In a large skillet or wok over medium-high heat, heat a bit of oil. Add the minced garlic and ginger, sautéing for about 30 seconds until fragrant.
Add the onions, broccoli, red bell pepper, carrots, and baby corn. Stir-fry for 3-4 minutes until they begin to soften but remain crisp.
Push the vegetables to the side of the pan and add the shrimp in a single layer. Cook for about 1-2 minutes per side until pink and opaque.
Stir the sauce mixture again to ensure the cornstarch is well combined, then pour it over the shrimp and vegetables. Toss everything together and cook for another 2-3 minutes until the sauce thickens and coats the ingredients evenly.
Remove from heat and serve over cooked rice or noodles. Garnish with sesame seeds or green onions if desired.

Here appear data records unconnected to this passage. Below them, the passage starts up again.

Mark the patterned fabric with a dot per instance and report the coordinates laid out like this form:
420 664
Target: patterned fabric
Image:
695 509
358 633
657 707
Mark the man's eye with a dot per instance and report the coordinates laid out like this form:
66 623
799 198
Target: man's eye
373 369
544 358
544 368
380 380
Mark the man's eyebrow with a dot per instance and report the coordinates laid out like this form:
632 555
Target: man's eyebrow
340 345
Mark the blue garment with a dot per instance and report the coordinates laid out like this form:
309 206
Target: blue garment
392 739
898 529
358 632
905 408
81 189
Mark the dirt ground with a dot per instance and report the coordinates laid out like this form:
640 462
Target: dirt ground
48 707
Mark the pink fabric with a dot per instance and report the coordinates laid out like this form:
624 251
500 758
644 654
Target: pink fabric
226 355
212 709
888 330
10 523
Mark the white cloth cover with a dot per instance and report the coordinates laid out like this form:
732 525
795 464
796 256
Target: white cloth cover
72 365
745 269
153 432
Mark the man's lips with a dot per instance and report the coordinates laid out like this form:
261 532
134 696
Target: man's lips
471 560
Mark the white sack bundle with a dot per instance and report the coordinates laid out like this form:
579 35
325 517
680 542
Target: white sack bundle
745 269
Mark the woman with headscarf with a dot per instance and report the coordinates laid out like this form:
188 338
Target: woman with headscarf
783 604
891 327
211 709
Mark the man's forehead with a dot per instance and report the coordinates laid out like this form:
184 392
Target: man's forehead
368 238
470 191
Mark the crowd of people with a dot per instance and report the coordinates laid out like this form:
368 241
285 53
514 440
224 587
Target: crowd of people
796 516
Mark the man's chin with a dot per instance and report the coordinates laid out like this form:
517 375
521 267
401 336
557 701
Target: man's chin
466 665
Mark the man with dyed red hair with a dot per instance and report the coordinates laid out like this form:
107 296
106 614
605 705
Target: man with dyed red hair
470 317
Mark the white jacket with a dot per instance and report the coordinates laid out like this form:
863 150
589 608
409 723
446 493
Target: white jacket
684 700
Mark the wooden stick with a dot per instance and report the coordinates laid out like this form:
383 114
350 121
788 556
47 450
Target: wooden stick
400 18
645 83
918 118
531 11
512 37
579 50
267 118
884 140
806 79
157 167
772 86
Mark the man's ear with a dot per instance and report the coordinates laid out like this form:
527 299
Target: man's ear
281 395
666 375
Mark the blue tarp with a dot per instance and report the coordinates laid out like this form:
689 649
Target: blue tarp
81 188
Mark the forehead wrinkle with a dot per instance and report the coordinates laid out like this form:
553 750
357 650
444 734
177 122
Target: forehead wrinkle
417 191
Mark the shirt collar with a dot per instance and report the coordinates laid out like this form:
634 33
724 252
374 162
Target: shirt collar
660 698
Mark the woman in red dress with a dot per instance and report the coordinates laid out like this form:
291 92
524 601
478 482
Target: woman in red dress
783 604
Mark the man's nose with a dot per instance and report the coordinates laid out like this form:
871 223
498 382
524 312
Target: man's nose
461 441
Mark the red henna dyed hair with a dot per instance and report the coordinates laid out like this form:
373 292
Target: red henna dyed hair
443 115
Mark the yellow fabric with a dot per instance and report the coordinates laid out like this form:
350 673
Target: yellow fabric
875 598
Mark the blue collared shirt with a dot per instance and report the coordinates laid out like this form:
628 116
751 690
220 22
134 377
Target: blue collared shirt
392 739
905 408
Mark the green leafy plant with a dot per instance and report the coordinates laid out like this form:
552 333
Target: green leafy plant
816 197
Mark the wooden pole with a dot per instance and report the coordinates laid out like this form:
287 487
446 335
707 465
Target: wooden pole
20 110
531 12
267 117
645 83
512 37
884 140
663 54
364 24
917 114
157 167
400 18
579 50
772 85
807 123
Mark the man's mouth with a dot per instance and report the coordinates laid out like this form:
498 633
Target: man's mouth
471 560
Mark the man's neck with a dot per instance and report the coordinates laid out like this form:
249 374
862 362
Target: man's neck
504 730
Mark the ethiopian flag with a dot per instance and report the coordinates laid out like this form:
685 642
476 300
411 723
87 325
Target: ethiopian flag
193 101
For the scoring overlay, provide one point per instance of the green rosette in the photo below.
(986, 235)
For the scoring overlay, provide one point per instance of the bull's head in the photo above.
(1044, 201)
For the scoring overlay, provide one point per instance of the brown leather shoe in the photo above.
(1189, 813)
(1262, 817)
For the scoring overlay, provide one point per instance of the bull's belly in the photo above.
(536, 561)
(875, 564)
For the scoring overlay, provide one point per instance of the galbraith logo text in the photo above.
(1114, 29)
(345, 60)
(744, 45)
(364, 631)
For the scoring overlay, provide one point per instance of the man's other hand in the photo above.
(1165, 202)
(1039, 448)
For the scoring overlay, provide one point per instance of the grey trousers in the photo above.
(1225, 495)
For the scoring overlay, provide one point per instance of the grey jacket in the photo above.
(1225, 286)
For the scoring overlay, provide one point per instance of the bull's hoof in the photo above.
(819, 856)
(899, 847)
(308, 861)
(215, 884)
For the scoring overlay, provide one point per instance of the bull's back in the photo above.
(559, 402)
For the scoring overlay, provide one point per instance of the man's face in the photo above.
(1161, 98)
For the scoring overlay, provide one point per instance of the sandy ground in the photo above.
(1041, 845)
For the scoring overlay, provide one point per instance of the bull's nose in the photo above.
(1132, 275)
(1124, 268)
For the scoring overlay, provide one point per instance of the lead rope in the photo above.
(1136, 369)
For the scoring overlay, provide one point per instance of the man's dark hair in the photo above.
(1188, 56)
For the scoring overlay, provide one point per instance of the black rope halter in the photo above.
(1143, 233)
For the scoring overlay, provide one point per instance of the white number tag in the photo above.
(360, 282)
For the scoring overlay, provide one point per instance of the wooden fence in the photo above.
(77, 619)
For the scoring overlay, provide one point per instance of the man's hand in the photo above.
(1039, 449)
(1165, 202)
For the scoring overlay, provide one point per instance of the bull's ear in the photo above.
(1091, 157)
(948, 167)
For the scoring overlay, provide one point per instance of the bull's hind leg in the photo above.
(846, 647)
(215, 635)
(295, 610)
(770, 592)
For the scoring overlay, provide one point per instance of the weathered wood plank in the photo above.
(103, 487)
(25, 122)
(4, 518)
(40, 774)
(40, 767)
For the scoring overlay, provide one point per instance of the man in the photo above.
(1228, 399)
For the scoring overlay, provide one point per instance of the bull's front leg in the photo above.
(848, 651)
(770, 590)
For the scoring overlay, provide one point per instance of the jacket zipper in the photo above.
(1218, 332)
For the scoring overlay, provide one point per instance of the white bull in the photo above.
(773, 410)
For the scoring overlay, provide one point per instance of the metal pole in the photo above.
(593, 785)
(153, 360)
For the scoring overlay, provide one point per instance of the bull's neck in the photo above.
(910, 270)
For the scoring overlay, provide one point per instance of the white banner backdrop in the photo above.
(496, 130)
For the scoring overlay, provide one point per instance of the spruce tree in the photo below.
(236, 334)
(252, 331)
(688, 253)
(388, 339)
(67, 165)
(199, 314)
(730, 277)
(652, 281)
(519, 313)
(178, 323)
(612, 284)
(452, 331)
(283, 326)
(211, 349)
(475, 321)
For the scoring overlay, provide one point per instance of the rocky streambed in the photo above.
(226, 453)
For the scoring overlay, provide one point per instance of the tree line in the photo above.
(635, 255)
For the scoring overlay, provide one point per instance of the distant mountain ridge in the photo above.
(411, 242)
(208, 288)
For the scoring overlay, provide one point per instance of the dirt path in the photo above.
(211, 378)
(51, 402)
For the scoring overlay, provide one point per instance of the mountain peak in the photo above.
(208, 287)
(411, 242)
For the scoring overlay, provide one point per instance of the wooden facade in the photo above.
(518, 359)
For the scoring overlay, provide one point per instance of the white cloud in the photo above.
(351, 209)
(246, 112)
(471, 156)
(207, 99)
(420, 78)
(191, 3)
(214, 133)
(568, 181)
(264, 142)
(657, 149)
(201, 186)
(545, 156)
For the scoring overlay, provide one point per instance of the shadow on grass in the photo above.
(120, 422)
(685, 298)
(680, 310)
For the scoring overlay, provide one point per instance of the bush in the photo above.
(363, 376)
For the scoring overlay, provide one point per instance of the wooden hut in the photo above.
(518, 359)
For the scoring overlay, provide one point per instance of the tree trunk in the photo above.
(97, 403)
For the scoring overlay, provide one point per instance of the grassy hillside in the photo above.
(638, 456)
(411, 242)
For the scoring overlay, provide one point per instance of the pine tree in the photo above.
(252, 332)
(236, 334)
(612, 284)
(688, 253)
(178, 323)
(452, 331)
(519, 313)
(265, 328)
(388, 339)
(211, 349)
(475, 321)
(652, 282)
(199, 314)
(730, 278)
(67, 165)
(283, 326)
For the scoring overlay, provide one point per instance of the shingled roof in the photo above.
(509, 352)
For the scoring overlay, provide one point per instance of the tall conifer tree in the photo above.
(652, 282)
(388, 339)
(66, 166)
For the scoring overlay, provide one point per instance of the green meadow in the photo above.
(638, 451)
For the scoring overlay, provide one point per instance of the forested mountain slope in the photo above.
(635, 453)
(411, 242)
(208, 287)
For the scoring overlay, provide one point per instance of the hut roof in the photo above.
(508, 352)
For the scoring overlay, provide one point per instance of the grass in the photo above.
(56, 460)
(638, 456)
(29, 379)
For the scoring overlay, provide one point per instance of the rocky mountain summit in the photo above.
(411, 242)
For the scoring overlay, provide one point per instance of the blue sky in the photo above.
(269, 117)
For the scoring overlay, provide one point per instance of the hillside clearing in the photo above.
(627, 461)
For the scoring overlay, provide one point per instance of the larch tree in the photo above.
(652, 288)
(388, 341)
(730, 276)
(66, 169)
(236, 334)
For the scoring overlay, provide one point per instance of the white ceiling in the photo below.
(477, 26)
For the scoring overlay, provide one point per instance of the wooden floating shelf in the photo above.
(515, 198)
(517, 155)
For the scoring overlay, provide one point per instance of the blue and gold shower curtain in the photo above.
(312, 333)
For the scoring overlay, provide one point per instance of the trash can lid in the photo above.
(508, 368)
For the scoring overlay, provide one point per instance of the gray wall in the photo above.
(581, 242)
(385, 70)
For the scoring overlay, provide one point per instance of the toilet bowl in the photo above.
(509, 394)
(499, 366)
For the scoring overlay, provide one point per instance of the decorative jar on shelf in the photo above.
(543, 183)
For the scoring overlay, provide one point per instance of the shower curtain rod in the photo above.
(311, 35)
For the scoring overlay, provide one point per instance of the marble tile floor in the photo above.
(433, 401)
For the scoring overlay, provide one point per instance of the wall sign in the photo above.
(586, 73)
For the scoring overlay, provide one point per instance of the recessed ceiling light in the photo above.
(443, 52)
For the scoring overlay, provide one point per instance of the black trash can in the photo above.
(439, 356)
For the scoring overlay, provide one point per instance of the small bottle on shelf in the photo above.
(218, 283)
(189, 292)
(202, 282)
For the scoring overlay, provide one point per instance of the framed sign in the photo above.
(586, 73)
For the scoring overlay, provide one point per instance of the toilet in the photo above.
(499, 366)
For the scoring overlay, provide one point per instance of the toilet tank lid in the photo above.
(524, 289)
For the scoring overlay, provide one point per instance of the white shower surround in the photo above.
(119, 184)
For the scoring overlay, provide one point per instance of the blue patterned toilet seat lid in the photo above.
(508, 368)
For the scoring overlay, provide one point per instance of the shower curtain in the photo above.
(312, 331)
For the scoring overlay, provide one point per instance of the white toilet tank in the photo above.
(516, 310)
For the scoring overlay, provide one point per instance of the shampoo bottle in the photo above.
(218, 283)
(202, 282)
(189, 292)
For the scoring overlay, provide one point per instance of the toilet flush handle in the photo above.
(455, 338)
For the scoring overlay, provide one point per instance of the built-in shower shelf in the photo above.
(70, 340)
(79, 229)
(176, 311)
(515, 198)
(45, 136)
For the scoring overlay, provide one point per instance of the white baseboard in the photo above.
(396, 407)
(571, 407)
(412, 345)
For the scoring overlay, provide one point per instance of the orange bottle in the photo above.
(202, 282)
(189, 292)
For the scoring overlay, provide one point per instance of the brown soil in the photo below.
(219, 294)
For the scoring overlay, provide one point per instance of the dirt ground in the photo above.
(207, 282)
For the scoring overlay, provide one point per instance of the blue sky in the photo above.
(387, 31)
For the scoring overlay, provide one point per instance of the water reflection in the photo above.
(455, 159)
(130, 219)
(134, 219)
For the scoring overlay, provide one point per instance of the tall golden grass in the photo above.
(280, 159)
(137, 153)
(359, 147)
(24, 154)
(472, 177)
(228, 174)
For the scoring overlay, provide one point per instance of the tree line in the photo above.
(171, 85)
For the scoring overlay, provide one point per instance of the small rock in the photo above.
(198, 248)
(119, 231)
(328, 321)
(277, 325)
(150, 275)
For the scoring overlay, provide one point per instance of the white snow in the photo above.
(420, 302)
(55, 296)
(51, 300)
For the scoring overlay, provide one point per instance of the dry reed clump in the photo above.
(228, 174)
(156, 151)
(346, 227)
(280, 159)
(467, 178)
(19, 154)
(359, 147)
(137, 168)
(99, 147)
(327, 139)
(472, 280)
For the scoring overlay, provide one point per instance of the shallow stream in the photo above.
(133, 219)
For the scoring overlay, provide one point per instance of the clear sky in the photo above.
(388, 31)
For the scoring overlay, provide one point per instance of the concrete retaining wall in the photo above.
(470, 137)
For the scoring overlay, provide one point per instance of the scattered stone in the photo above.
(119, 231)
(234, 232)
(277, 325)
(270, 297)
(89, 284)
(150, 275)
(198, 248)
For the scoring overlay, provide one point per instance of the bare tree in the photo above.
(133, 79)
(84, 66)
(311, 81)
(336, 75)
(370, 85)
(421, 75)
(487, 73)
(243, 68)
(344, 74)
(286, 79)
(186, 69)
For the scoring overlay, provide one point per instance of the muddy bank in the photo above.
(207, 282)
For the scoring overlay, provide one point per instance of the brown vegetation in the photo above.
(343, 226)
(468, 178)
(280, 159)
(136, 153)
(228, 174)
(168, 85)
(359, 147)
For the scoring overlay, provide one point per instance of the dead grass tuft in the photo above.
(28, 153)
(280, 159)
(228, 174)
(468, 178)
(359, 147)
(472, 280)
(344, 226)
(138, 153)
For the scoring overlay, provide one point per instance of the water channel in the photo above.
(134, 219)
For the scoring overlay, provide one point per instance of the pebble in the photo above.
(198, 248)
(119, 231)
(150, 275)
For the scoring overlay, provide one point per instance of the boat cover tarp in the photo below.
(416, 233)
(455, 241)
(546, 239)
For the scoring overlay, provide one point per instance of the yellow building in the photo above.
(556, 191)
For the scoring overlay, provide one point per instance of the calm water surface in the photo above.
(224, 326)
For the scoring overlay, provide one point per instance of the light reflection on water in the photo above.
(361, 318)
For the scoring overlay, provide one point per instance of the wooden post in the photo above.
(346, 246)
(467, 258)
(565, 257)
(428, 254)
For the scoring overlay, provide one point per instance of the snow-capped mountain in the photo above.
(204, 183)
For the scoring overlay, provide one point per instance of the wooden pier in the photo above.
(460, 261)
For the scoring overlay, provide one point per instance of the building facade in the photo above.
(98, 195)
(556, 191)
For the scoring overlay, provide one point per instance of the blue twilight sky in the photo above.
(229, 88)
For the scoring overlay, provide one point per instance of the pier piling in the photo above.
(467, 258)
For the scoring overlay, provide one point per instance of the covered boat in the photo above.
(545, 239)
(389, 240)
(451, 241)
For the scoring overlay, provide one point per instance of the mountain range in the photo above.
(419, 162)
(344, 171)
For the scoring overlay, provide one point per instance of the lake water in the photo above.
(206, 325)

Spice Level: Adjust the sriracha according to your taste. Use less for a milder flavor or add extra red pepper flakes or chili oil for more heat.
Shrimp Tips: Keep an eye on the shrimp as they cook quickly. They’re done when pink and opaque. Avoid overcooking to keep them tender and juicy.
Vegetable Variations: Feel free to swap or add other vegetables like snap peas, zucchini, mushrooms, bok choy, or asparagus.
Extra Crunch: For added texture, toss in a handful of chopped cashews, peanuts, or sesame seeds before serving.
Gluten-Free Option: Replace soy sauce with tamari or a certified gluten-free soy sauce alternative.
Cooking Tip: Use a large pan or wok to prevent overcrowding. If needed, cook in batches to ensure even heat distribution and avoid steaming the ingredients instead of stir-frying.